Agronomy and Chemical Science
4Humans often use a squeaky, high-pitched speech pattern known as "baby talk" while communicating with small children. It was discovered that certain species of dolphins have this trait.
According to a study that was published on June 26 in the Proceedings of the National Academy of Sciences, bottlenose dolphin mothers alter their own uniquely identifiable whistles when their young are in the immediate vicinity. This "parentese" might potentially improve a calf's attention, bonding, and verbal learning, similar to how it seems to do in humans.
Each common bottlenose dolphin (Tursiops truncatus), during its first few months of life, develops a distinctive song, often known as a trademark whistle, which is similar to a name (SN: 7/22/13). Laela Sayigh, a marine researcher at the Woods Hole Oceanographic Institution in Massachusetts, believes that the dolphins call out their own "names" in the water "probably as a way to keep track of each other."
However, it seems that mother dolphins change their tune when their young are around. Dolphin calves usually stay close to their mothers for the first three to six years of their lives. Sayigh initially became aware of this shift after reading about it in a research conducted by one of her students and published in 2009. But, as she puts it, "it was just one little piece of this much larger study,"
Sayigh explains that human caretakers utilize actual words and language, but with particular inflections, which is why these whistle changes sound similar to baby babble.

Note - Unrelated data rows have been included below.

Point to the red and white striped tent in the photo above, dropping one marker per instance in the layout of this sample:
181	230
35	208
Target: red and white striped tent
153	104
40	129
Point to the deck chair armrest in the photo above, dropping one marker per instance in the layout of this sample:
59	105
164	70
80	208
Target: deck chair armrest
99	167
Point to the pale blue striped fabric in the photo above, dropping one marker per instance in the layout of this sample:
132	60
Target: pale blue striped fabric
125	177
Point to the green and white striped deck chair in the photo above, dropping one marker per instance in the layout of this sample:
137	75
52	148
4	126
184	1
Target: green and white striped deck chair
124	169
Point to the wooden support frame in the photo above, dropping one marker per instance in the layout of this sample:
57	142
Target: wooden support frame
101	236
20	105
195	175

These inflections, which are more formally known as child-directed communication, often entail higher pitches and a larger pitch range, similar to what was seen in the dolphins' communication.
Quincy Gibson, a marine animal behavioral ecologist who was not involved in the research, believes that bottlenose dolphins are an excellent choice for child-directed or calf-directed communication. "Bottlenose dolphins are a prime candidate for child-directed or calf-directed communication," he adds. These dolphins, like people, have close relationships with their mothers and learn to communicate via vocalizations.

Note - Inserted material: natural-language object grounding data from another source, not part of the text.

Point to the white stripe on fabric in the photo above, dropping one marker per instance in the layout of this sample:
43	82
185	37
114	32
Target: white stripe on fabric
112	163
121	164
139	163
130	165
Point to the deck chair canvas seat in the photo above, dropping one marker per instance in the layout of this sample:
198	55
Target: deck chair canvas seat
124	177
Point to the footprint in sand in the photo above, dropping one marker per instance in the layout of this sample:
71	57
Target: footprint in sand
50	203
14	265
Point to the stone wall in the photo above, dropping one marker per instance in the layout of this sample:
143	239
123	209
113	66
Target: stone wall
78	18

According to Gibson, who is the head of the Dolphin Research Program at the University of North Florida Dolphin Research Program in Jacksonville, scientists should evaluate the distinctive whistles of freely swimming, unrestrained dolphin mothers in order to validate the findings of this research. It is necessary for us to investigate this matter in circumstances that are less artificial and more natural.
No one can be certain of anything "until the day we can ask the dolphins what they're actually doing," says behavioral ecologist Mauricio Cantor of the Oregon State University Marine Mammal Institute in Newport, who was also not involved in the study. This is despite the fact that researchers speculate dolphin parentese could have the same functions as human speech.
In order to investigate the implications of this finding further, Sayigh and her colleagues evaluated the distinctive whistles of 19 female dolphins when they were either with or without their young. During catch-and-release health evaluations that were place between 1984 and 2018, audio recordings were collected from a natural population that resides close to Sarasota Bay in Florida.
The researchers listened to forty examples of each dolphin's trademark whistle, which was validated by the distinctive manner in which the frequencies of each vocalization changed over time. In the company of her young, a mother dolphin will only blow out fifty percent of her whole whistle repertoire. When there were young calves present, the mothers' whistles had, on average, a higher maximum pitch and a slightly lower minimum pitch than when there were no young calves present, leading to a wider pitch range overall.